I sat in a flat-bottomed boat, enjoying the soft melancholy Italian evening. Not a human did I see; nor had I encountered one on my slow voyage from the Middle Seas. In meditation I pondered the ultimate wisdom of Confucius and smiled at the folly of the white barbarians who had tried to show us a new god, a new religion. At last they, too, had succumbed like the nations before their era. The temple of Jupiter on the Capitol had fallen, so had the holy temple of Jerusalem. And now St. Peter's. Their central religion had been destroyed, and yet prophecies of the second coming of their divinity had not been accomplished. When the last Pope of Rome dies, so it was said, then time would be accomplished. The last Pope _had_ died. Their basilica with its mighty dome was a desert where scorpions and snakes abounded. The fifth Buddha would appear, not the second Christos. Suddenly I saw before me in a puny boat a beautiful beardless youth. He was attired in some symbolical garments and upon his head a triple tiara. I could not believe my aged eyes. He sat upright. His attitude was hieratic. His eyes were lifted heavenwards. He clasped his hands and prayed:--

"O Lord, remove thy servant. The time is at hand foretold by thy slaughtered saints. I am the last Pope and the humblest of thy servants. Though the heathen hath triumphed upon the earth, I go to thy bosom, for all things are now accomplished." And he tumbled forward, dead. The last Pope! I had seen him. Nothing could happen after that.
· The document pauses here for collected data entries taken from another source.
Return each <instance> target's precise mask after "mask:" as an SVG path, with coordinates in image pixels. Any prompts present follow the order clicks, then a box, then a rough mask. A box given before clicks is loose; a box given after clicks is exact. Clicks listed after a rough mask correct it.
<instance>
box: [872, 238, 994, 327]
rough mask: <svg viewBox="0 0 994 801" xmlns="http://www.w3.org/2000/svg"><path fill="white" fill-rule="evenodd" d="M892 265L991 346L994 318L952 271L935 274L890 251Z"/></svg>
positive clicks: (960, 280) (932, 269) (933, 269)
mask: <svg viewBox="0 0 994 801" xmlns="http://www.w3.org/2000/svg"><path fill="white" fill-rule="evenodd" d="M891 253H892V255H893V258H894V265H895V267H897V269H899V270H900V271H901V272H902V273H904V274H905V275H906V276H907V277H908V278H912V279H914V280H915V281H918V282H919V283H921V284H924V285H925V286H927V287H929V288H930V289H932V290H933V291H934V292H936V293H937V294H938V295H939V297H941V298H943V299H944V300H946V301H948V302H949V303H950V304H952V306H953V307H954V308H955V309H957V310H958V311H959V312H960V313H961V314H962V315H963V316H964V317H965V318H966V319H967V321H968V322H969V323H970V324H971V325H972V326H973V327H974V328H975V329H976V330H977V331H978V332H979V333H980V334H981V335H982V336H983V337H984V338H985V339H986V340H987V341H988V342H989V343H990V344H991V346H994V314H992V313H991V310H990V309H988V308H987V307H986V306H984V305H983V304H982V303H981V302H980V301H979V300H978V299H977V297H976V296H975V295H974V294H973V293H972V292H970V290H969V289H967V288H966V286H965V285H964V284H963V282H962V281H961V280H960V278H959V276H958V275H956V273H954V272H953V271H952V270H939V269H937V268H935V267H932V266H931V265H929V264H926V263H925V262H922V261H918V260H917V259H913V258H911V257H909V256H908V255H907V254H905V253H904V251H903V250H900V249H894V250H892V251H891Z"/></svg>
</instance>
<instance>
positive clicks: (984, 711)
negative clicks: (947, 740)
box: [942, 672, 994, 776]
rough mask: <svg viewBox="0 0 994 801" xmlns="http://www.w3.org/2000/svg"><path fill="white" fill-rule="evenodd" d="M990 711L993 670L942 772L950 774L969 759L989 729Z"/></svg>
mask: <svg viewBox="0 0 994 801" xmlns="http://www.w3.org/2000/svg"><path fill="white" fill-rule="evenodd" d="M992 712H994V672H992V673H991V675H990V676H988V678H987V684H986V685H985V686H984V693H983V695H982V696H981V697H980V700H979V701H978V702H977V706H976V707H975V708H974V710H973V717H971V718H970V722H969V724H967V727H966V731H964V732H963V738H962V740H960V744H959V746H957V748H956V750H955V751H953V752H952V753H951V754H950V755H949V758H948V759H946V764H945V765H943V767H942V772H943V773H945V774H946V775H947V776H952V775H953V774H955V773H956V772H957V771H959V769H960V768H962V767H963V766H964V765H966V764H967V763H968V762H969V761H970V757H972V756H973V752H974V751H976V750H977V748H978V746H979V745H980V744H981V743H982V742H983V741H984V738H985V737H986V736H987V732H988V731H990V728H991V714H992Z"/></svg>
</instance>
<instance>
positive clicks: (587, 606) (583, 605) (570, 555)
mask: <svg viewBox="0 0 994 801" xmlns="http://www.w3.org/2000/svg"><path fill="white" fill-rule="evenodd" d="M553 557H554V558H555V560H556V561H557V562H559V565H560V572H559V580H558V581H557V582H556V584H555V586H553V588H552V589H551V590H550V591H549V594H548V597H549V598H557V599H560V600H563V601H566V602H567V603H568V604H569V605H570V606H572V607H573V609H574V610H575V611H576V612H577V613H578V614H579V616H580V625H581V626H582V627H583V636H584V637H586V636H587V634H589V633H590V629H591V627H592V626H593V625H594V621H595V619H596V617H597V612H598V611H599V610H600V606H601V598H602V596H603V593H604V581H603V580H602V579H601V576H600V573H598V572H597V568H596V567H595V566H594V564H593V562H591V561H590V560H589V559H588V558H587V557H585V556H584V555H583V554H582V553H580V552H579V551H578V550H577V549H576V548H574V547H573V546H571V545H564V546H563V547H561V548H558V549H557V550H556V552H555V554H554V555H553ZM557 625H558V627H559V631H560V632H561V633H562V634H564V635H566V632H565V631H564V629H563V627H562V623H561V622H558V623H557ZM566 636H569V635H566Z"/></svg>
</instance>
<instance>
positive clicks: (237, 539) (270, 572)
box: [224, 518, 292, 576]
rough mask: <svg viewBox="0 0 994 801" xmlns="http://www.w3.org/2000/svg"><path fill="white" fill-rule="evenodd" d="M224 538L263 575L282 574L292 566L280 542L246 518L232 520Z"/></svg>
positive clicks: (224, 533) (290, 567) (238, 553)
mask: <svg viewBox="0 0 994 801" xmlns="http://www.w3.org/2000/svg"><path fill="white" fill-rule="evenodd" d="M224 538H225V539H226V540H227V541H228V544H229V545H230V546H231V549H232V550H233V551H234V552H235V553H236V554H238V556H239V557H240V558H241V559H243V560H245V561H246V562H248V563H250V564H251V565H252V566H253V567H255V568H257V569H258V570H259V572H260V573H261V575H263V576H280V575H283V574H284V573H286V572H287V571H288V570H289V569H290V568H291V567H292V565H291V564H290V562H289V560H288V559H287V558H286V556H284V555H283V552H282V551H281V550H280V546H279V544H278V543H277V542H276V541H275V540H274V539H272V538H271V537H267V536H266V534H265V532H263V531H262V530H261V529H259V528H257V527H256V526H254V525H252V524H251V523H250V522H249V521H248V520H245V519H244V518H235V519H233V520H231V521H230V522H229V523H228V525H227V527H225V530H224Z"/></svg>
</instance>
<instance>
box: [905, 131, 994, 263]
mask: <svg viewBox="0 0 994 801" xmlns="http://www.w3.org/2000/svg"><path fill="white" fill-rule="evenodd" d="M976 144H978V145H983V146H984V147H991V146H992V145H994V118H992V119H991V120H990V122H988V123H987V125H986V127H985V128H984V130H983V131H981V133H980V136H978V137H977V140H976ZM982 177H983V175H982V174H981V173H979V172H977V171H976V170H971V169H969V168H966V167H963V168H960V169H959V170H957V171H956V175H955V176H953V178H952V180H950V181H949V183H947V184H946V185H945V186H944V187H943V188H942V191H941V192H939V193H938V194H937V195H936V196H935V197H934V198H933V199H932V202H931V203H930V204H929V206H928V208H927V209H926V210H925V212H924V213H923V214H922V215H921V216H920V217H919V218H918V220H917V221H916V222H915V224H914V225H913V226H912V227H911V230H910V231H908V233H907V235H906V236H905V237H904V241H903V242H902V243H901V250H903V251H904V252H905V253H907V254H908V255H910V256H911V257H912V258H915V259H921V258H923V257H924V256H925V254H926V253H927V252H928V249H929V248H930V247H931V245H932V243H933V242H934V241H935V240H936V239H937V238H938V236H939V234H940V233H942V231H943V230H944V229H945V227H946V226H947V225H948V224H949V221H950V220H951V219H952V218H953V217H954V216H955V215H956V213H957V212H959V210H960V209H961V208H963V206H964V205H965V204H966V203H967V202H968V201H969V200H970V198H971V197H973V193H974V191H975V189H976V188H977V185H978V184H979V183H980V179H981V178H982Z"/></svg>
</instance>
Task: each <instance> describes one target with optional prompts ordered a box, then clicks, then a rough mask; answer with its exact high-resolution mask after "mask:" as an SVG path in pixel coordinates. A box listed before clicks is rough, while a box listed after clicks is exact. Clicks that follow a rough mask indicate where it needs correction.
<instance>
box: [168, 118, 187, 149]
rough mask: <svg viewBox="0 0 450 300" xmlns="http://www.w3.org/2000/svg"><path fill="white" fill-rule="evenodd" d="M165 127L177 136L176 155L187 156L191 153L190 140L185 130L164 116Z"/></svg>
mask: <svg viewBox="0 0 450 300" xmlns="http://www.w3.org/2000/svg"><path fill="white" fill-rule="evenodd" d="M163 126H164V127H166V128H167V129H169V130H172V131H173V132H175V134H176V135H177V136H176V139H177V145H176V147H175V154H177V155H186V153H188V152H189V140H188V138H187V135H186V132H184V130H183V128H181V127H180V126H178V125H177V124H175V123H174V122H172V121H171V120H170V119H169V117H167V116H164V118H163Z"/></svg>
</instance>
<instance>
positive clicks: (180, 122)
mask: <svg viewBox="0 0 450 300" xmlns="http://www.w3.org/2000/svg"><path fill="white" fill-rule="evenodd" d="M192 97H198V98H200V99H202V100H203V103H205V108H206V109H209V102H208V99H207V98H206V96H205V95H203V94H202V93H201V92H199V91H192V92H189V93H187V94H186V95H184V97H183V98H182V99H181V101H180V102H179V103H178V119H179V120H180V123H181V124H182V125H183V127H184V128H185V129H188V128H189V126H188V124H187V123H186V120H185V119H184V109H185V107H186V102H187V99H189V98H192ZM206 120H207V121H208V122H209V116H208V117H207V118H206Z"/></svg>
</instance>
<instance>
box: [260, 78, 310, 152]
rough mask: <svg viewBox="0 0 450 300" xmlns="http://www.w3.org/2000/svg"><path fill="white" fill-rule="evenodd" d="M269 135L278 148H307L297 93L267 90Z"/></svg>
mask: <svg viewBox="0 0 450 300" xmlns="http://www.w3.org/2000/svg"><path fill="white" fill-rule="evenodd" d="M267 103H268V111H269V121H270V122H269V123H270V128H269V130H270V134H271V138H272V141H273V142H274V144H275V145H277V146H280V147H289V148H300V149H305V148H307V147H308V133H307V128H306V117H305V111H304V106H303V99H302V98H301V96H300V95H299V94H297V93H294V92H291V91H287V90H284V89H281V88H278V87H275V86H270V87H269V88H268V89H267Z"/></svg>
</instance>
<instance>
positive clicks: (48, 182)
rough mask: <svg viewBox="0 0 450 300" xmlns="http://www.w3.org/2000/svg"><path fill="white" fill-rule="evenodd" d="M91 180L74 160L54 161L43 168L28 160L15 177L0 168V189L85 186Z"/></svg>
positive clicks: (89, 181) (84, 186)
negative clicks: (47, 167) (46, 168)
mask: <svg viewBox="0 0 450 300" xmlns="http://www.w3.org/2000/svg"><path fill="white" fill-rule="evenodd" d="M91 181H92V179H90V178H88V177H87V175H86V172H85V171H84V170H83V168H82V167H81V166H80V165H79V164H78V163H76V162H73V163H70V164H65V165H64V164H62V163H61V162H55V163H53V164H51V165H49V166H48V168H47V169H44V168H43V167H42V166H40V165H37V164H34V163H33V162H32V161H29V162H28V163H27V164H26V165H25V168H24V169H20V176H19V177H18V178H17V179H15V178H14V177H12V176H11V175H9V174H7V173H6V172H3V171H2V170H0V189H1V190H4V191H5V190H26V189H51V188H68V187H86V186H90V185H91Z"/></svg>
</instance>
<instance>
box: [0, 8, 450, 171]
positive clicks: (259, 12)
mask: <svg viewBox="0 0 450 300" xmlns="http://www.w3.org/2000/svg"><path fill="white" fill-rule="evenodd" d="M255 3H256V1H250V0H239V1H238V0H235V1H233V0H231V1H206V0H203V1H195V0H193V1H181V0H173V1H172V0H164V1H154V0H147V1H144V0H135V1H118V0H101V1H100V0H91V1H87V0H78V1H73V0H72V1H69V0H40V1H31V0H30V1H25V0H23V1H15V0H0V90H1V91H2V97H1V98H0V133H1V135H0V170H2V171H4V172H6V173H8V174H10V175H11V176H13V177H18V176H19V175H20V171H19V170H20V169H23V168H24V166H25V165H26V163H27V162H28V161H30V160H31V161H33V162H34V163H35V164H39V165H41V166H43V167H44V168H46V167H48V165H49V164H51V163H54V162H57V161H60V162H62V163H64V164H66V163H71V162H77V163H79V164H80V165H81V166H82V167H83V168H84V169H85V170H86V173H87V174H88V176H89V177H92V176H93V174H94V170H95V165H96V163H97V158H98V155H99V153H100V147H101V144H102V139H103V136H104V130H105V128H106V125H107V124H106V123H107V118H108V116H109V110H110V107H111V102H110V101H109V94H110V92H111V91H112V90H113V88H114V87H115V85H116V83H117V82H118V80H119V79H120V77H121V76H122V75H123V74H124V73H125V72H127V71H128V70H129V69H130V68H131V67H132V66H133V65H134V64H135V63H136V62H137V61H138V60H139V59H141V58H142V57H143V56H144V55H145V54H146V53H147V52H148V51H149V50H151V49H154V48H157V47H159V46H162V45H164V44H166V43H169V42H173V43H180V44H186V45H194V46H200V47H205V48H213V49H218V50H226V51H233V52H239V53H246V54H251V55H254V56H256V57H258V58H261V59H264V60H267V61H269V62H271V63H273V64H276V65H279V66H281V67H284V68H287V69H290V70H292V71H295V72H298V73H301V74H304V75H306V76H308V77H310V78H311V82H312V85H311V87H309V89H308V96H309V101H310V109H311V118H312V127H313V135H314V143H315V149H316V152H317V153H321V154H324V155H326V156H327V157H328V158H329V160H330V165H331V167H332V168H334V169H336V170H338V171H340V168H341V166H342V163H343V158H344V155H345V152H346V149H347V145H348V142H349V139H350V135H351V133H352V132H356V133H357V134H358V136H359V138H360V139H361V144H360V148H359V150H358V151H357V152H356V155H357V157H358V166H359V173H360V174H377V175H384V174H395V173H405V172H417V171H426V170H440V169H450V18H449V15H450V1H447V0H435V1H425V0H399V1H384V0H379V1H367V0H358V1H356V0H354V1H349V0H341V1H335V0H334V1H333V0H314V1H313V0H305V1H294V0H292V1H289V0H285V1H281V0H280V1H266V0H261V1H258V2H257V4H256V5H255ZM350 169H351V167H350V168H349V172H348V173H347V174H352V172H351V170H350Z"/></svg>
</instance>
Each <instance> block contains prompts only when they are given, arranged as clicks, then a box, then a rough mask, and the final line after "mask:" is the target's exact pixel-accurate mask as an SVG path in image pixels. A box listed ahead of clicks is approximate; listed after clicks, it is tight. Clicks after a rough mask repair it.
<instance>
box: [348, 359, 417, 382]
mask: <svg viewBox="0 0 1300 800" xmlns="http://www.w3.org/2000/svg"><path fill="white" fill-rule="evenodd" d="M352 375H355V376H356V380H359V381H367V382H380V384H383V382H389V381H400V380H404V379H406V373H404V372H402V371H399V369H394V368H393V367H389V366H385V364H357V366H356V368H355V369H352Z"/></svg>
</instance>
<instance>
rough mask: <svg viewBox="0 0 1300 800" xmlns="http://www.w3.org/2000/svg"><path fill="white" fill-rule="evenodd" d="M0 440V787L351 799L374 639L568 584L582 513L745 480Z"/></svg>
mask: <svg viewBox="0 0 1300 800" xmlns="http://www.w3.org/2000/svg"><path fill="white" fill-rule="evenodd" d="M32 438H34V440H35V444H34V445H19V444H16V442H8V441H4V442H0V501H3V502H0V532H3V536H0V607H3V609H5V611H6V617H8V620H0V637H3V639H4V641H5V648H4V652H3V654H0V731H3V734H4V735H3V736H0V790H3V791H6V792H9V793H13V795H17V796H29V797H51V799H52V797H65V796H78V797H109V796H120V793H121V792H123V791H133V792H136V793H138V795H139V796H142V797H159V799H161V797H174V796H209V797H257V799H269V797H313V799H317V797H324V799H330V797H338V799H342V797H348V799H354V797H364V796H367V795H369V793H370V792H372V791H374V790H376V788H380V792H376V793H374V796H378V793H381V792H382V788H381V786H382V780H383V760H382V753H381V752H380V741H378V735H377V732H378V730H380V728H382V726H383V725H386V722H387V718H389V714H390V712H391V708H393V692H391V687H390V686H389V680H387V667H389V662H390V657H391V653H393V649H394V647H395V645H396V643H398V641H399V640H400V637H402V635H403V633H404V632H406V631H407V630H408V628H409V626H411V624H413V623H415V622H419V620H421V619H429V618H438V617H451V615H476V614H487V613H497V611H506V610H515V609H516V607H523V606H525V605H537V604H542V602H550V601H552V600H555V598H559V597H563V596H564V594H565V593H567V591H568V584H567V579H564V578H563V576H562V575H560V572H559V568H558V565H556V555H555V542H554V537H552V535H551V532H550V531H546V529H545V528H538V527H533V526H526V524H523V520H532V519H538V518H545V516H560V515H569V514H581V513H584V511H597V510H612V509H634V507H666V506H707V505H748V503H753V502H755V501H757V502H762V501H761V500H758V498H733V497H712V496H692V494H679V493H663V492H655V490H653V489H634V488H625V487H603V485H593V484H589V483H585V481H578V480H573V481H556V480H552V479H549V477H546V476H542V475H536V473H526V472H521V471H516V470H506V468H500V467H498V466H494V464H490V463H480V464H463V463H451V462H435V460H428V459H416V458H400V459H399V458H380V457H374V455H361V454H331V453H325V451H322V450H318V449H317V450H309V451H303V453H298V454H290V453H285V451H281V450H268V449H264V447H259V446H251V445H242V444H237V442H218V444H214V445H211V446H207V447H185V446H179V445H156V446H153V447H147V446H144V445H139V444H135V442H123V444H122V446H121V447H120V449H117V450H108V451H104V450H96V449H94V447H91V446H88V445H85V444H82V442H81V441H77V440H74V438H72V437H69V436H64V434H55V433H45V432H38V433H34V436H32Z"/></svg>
And as I turned my boat in the direction of the sea a moaning came upon the waters. The sky became as brass. A roar, like the rending asunder of the firmament, caused my soul to expand with horror and joy. Yes, time _was_ accomplished. The last Pope had uttered the truth. Eternity was nigh. But the Buddha would now prove to the multitudes awakened from their long sleep that _He_, not other gods, was the true, the only God. In a flare of light sounded the trumpets of destiny; eternity unrolled before me, and on the vast plain I saw the bones of the buried dead uniting, as men and women from time's beginnings arose in an army, the number whereof is unthinkable. And oh! abomination of desolation, the White Horse, not _Kalki_ the tenth incarnation of Vishnu, but the animal foretold in _their_ Apocalypse, came through the lightnings, and in the whirlwinds of flame and thunder I saw the shining face of Him, the Son of Man! Where our Buddha? Alas! the last Pope spake truth. I, Moâ the Bonze, tell you this ere it be too late to repent your sins and forswear your false gods. The Galilean is our master....

"_Farceur!_ Do you know what I would do with that accursed fan? I'd destroy it, sell it, get rid of it somehow. Or else--" Effinghame scrutinized the doctor, whose eyes were closed--"or else I would return to the pious practices of my old religion." No smile crossed the face of his friend as he firmly held the fighting fan, the iron and mystical fan of the _Samurai_.